Our development relies on non-constructive axioms. Namely, we use excluded middle, functional extensionality and functional/relational choice which can be safely added to Coq logic.

To list axioms used to prove a theorem Thm execute the file with Thm in any proof editor, then execute Print Assumptions Thm.

During the proof compilation assumptions used to prove main statements are recorded in axioms_*.out files. Run print_axioms.sh script to view their content. This script filters out irrelevant output and only prints axioms.

Paper claims not presented in artifact

We do not provide Coq formalization of claims from §4.3. Also, the formal proofs of Corollary 4.16 and Theorem 5.6 don't consider the RC11 case.

Recommendations for further extensions

If you'd like to enhance the development, there are two immediate directions.

Adding new memory models

To extend our results to another memory model you'll need to:

  1. define its operational LTS along with the operational fairness condition;
  2. set its declarative consistency predicate;
  3. state and prove a theorem in src/equivalence/Equivalence.v similar to existing ones. You'll also need to provide few auxiliary functions to create an instance of the general op_decl_def_equiv definition.

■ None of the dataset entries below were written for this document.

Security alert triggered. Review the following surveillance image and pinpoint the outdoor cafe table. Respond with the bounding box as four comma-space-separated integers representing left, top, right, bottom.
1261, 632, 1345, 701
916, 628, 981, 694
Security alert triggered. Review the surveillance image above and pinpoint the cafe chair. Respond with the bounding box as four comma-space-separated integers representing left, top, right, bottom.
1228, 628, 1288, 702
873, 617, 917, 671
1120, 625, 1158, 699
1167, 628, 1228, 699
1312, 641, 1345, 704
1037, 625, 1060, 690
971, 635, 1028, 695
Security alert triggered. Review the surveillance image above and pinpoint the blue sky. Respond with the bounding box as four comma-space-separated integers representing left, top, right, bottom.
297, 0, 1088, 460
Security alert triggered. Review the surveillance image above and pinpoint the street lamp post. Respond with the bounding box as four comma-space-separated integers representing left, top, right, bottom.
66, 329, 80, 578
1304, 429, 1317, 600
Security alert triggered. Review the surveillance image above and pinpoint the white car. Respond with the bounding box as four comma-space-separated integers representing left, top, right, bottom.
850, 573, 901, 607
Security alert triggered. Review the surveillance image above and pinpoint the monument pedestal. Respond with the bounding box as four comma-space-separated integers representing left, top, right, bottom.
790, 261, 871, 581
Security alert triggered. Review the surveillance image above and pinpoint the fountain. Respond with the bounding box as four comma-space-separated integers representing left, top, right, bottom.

Proving liveness properties of new algorithms

To verify some algorithm's liveness properties you'll need to do the following.

  1. Formalize an algorithm's execution graph as its threads' traces properties (e.g. see src/termination/SpinlockTermination.v, definition spinlock_client_execution). Note that an under-approximation may suffice (like in the spinlock formalization).
  2. To state that the algorithm terminates you may require that its execution graph is finite. For expressing more complicated properties see e.g. the proof of ticket lock progress in src/termination/TicketlockProgress.v, theorem ticketlock_client_progress.
  3. In our framework liveness properties are proved by contradiction: assuming that some thread's execution is infinite eventually allows us to apply inf_reads_latest lemma and show that the graph is either not consistent or not fair.